The other day started out with one of those crazy mornings. I had to switch the cars to get mine out of the garage, then I had to do some interesting maneuvers to back the cars—both of them—around our neighbor’s SUV on one side and the recycling bins on the other. To add insult to injury, half the world was cozy in bed, still on winter break, while I was scraping off the car in the icy darkness. And to top it all off, I was running late.
It was in the midst of these mental distractions that I slammed my car door. With my finger still in it.
It was strange because I didn’t feel a thing at first…and that’s what made me most nervous. Surely the top of my finger had been severed at the knuckle.
My pain-free bliss lasted about ten minutes into my commute, when suddenly I felt the most intense throbbing I’ve experienced since dropping a jumbo-sized bottle of hot sauce on my big toe in the third grade. Yep, my finger was still there all right. It was also bleeding profusely into my mitten.

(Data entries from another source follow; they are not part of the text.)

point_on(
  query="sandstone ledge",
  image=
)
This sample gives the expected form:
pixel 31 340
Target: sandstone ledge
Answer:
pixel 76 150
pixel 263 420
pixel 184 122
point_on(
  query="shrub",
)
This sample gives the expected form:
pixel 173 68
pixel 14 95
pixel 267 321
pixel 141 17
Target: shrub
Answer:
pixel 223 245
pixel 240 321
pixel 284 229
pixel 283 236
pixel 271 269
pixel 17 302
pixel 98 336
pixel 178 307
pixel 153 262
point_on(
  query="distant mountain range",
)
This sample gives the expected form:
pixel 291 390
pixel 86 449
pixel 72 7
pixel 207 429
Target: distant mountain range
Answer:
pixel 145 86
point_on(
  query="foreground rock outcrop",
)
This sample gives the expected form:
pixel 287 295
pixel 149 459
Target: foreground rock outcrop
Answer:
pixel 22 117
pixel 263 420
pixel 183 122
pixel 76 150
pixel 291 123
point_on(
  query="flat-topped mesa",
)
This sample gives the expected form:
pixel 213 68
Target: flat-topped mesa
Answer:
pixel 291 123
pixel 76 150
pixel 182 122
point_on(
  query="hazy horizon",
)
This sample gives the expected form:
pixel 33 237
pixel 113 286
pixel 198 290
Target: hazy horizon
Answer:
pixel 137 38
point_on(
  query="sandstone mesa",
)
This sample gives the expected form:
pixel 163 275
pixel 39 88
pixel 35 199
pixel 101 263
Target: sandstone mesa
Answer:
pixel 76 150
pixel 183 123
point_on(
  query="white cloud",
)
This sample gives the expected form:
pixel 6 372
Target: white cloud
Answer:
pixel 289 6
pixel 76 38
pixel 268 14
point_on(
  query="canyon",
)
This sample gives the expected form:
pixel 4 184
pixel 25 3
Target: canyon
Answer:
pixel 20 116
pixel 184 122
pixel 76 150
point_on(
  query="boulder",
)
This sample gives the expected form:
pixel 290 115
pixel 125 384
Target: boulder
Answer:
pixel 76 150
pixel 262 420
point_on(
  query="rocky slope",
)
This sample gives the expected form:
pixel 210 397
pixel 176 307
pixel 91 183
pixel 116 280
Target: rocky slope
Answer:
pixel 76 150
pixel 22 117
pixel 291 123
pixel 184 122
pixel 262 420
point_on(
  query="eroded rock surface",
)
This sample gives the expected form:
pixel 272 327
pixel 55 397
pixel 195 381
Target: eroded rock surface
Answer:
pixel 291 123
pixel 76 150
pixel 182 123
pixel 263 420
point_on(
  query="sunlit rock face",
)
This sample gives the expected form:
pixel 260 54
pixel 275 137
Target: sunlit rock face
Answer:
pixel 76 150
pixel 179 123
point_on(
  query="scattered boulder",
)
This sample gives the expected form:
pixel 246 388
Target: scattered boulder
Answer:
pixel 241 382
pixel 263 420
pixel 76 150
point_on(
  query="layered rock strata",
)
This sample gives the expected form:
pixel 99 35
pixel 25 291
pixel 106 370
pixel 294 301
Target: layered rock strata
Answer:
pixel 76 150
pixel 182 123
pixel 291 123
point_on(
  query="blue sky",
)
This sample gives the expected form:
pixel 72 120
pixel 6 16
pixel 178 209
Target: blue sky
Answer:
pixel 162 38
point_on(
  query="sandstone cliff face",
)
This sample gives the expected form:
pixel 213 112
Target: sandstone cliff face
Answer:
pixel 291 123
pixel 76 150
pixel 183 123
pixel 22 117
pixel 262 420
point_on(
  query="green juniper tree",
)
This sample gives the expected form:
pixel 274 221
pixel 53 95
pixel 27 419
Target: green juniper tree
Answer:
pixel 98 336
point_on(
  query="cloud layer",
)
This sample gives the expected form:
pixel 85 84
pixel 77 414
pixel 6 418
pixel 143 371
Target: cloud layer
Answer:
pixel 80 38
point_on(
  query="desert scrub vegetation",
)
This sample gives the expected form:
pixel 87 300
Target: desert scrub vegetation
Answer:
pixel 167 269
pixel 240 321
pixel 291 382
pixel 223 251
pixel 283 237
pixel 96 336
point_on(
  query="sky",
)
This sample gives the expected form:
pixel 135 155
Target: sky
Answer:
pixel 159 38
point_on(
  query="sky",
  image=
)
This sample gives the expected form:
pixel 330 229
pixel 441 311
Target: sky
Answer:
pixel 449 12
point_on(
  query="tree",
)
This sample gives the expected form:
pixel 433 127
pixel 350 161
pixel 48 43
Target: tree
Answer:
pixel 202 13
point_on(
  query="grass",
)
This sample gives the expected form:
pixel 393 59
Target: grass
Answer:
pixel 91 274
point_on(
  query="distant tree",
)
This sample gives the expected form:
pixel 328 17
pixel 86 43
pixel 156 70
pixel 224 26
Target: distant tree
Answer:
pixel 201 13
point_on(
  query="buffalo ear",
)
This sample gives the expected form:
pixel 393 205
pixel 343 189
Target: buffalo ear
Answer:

But in the midst of my grumbling and complaining, this thought struck me with such force that I felt compelled to say it aloud: “The pain means my finger is still there. The pain means I’m very much alive.”
In his brilliant book The Problem of Pain, C. S. Lewis said, “God whispers to us in our pleasures, speaks in our conscience, but shouts in our pains: it is His megaphone to rouse a deaf world.”
Pain as God’s megaphone.
In the past year there have indeed been moments when my heart felt like it had been slammed hard in the car door, and it throbbed like the dickens (for more on that, take a look here). For the most part I nursed my wounds, grumbling and complaining, scheming about how to anesthetize the pain as quickly as possible.
But what if Lewis was right? What if those times when we experience pain are actually God’s way of getting our attention? What if the pain is an indication not only that we are indeed alive, but also that something may be off kilter in our lives?
Without pain, we keep going through life on autopilot, utterly distracted. But pain snaps us into focus, helps us reprioritize.
We don’t have much choice about when the pain comes, but we do have a choice about what we’ll do with it. Will we numb out as quickly as possible, thereby missing what God may be trying to tell us through the pain?